Not all faulty query plans involving global temporary tables can be improved this way. The modeling technique depends on the fact that all or most instances of the global temporary table have similar value distributions in the histogrammed columns. If this is not true, a single instance of the table (as with the model persistent table) will not be representative of them all, and can improve the query plans in some executions of the application, but degrade other executions.
Optimization does not necessarily need to be run whenever data is changed or added to the database. Optimization collects statistics that represent percentages of data in ranges and repetition factors. For instance, the statistics collected on employee gender show that 49% of the employees are female and 51% are male. Unless this percentage shifts dramatically, there is no need to rerun optimization on this column, even if the total number of employees changes.

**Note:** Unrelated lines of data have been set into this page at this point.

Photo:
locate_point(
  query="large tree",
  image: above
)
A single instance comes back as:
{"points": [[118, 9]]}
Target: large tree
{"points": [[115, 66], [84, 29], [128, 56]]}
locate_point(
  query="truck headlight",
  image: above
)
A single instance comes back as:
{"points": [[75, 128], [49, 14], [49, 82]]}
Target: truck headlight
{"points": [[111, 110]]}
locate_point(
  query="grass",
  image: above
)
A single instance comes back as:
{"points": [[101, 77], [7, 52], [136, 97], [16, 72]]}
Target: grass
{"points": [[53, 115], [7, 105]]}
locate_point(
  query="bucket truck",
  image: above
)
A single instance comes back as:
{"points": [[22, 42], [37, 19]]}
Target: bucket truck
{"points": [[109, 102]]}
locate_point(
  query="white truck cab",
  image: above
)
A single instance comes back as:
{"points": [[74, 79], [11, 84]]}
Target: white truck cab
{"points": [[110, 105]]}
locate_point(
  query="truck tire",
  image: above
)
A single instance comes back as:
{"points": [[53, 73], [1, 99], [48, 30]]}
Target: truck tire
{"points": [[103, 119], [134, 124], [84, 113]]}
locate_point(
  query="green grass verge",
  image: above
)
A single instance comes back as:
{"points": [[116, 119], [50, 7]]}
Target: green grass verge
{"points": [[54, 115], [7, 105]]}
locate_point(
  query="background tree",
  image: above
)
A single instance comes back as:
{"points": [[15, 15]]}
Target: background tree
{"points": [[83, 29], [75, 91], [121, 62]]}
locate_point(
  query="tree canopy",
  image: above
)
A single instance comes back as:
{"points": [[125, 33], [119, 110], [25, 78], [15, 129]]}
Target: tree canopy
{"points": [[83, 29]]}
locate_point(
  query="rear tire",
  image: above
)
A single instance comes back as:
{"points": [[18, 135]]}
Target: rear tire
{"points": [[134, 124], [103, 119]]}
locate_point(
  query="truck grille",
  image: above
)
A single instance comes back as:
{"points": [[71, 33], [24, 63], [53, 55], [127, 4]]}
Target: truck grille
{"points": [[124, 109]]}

You must rerun optimization if there are modifications to the database that alter the following:
For example, if you had run complete statistics on the empno column early in your company's history, your repetition factor is correct because all employees still have unique employee numbers. If you used ranges of employee numbers in any way, as you added new employees your histogram information is less accurate.
If your company originally had 100 employees, 10% of the employees have employee numbers greater than 90. If the company hired an additional 100 employees, 55% of the employees have employee numbers greater than 90, but the original histogram information does not reflect this.
Columns that show this type of "receding end" growth and are used in range queries can periodically need to have optimization run on them (exact match on employee number is not affected, because the information that says all employee numbers are unique is still correct).
Even if the statistics are not up-to-date, the query results are still correct.
If statistics are available on a column referenced in a where clause, the query optimizer uses the information to choose the most efficient QEP. Understanding how this information is used can be helpful in analyzing query performance. For more information, see Query Execution Plans.
Two QEPs showing the effect of optimization are presented here. The first is a QEP before optimizing; the second shows the same query after optimization. The query used is a join, where both the r and s tables use the B-tree storage structure:
select * from r, s
where s.a > 4000 and r.a = s.a;
QEP Before Optimization
Before obtaining statistics, the optimizer chooses a full sort-merge (FSM) join, because it assumes that 10% of each table satisfies the qualification "a > 4000," as shown in the QEP diagram below:
QUERY PLAN 4,1, no timeout, of main query
FSM Join(a)
Heap
Pages 1 Tups 267
D15 C44
/ \
Proj-rest Proj-rest
Sorted(a) Sorted(a)
Pages 5 Tups 1235 Pages 1 Tups 267
D11 C12 D4 C3
/ /
r s
B-Tree(a) B-Tree (a)
Pages 172 Tups 12352 Pages 37 Tups 2666
QEP After Optimization
After obtaining statistics, the optimizer chooses a Key join, because only one row satisfies the qualification "a > 4000," as shown in the QEP diagram below:
QUERY PLAN 4,1, no timeout, of main query
K Join(a)
Heap
Pages 1 Tups 1
D4 C1
/ \
Proj-rest r
Sorted(a) B-Tree(a)
Pages 1 Tups 1 Pages 172 Tups 12352
D2 C1
/
s
B-Tree(a)
Pages 37 Tups 2666
The cost of the key join is significantly less than the cost of the FSM join because the join involves far fewer rows.